1986 Volume 17 Issue 2 Pages 158-160
Platelet aggregation induced by platelet-activating factor (PAF) was inhibited by the prior incubation of PAF solution with citrated human plasma. Such neutralization by plasma of PAF was found to be dependent on the amount of plasma preincubated with PAF and on the period of the incubation. Preincubation of ADP solution with plasma did not affect its platelet aggregating activity. PAF-neutralizing activity was abolished by the pretreatment of plasma with diisopropylfluorophosphate (DFP) in a dose-dependent manner, and a complete inhibition was observed with 5mM DFP. Plasma lipoprotein fraction, prepared by ultracentrifugation, was found to account for the inactivation of PAF by plasma, and lipoprotein-deficient plasma was virtually inactive.
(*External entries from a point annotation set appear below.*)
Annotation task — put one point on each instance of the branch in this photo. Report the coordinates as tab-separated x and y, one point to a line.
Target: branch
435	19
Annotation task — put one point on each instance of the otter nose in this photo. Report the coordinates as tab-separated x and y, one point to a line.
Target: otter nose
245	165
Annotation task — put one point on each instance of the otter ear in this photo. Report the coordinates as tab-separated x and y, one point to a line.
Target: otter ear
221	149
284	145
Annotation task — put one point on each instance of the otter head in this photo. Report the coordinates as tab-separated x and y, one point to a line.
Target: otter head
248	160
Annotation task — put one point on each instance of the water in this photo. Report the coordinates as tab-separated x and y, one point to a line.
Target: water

PAF, identified as 1-alkyl-2-acetyl-sn-glycero-3-phosphocholine, is known to be metabolized by a specific enzyme called acetylhydrolase which hydrolyzes the acetyl moiety at the sn-2 position of the molecule. This enzyme has been found in various tissues as well as in plasma. The dose-dependent inhibition by DFP implies that acetylhydrolase is solely responsible for the inactivation of PAF by plasma and that the hydroxy group of a serine residue plays an important role as the active site of this enzyme. The result showing the association of PAF-neutralizing activity with plasma lipoproteins may suggest the existence of a unknown mechanism involved in the interaction between platelets and lipoproteins.